The drivers in the mighty yellow snow plows you may have encountered recently on provincial roads don’t just sit around the rest of the year.
Mainroad South Island Contracting LP maintains year-round 3,615 kilometres of roadway on southern Vancouver Island, from Chemainus down to Greater Victoria, including Port Renfrew, Lake Cowichan, Sooke and all roads on the six Southern Gulf Islands.
It’s the company the Ministry of Transportation and Infrastructure calls to fill potholes, clear vegetation, maintain signs and barriers, and remove everything from graffiti to roadside litter. They ensure surface reflectors stay reflective and pilings supporting bridging are bearing their share of the load. And when the snow begins piling on the Malahat, Mainroad’s trucks are the ones outside plowing, during all hours, and sometimes for up to 12-hour shifts.
Since its founding in 1988, Mainroad Group’s road maintenance jobs extend out of 17 operating companies: nine maintenance, six contracting and two product companies. Operations manager Chris Cowley notes they handle “all Gulf Islands, all municipal highways and any non-municipal roads.”

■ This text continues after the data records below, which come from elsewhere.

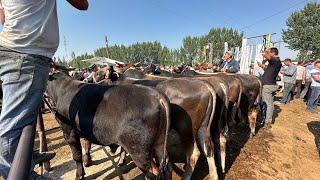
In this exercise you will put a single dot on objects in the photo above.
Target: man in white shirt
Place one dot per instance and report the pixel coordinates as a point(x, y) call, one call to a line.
point(28, 41)
point(300, 71)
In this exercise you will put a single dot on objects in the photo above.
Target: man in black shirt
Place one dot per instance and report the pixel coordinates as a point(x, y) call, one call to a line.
point(269, 82)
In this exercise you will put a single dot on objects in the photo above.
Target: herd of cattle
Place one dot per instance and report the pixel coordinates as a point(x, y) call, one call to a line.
point(155, 118)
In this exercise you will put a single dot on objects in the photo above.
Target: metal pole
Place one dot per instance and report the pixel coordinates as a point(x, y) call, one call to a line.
point(107, 45)
point(21, 166)
point(45, 166)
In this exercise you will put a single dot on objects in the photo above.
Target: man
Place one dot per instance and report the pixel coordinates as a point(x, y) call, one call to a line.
point(91, 77)
point(307, 80)
point(315, 88)
point(298, 86)
point(289, 79)
point(28, 41)
point(270, 83)
point(229, 64)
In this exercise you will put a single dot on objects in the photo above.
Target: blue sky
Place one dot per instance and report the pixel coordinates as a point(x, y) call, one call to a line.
point(167, 21)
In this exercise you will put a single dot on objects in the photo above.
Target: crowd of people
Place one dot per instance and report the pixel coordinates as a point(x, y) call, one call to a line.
point(300, 81)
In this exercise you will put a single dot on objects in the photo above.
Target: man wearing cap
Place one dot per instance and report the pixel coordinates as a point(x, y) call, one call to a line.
point(269, 81)
point(229, 64)
point(28, 41)
point(289, 79)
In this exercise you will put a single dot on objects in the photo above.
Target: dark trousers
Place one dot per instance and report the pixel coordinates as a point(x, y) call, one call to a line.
point(287, 93)
point(314, 97)
point(298, 88)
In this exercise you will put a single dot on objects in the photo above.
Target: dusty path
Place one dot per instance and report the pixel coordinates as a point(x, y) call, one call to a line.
point(287, 151)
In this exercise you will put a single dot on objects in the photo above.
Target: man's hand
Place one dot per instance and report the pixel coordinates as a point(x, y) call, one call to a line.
point(79, 4)
point(316, 78)
point(2, 17)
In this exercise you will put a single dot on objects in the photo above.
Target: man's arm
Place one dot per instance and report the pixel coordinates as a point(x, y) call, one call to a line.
point(79, 4)
point(289, 71)
point(316, 78)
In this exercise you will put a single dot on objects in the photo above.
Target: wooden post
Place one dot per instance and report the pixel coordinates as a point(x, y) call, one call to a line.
point(45, 167)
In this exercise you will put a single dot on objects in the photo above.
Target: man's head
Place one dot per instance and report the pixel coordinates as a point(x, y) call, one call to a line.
point(317, 64)
point(228, 55)
point(287, 62)
point(274, 52)
point(270, 53)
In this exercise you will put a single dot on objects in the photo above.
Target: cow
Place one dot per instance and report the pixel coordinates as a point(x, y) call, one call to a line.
point(250, 99)
point(135, 117)
point(193, 105)
point(220, 129)
point(235, 87)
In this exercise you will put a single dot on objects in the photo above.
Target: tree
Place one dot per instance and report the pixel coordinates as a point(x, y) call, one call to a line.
point(303, 32)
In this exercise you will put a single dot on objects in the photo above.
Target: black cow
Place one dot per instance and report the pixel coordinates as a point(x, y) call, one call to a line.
point(135, 117)
point(250, 100)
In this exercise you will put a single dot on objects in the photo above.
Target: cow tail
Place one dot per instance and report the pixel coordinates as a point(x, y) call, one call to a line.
point(259, 97)
point(240, 94)
point(210, 115)
point(164, 164)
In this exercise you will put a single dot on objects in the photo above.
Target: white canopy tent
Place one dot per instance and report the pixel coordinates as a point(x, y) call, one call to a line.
point(103, 61)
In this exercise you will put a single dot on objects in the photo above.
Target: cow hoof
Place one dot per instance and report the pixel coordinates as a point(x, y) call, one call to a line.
point(87, 162)
point(121, 162)
point(79, 178)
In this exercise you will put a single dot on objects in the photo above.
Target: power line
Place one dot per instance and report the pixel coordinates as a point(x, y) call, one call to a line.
point(275, 14)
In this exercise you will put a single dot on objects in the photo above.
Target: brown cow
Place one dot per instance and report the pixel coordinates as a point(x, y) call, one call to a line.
point(135, 117)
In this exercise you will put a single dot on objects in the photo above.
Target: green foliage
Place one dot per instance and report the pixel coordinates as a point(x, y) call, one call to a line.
point(193, 48)
point(303, 32)
point(77, 60)
point(191, 52)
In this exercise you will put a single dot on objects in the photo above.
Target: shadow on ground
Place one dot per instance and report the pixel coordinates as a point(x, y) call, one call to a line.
point(314, 128)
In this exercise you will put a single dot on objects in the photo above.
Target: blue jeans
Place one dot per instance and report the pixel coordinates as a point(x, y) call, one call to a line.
point(314, 97)
point(24, 80)
point(268, 93)
point(287, 92)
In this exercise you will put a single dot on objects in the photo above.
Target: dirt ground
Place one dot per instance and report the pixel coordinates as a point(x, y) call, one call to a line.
point(289, 150)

Mainroad is now on the 15th year of its contract. “Once you have one in, you’re in for a little while,” he says with a slight smile. His plan is to be around for a “little while” longer.
By the time snow blanketed Southern Vancouver Island, Mainroad had already prepared by laying down some groundwork, literally. The team checked weather reports and, when there was snow warnings, took them seriously.
Cowley says Mainroad started repair work on their trucks in October. He provides the province with their winter plan, with “evidence their trucks were ready.” They trained their staff and stocked up on sand and salt. Whenever snow is forecasted, they send out patrols to look for icy spots and “pre-treat” civil roads with a salt brine solution to keep the salt from sticking.
“It’s what we do,” Cowley adds.
The now-historic levels of snowfall Greater Victoria accumulated in February are the kinds of storms that are becoming more common, Cowley says. Preparation, accordingly, has ramped up.
“Climate change — it’s eating us up,” he adds.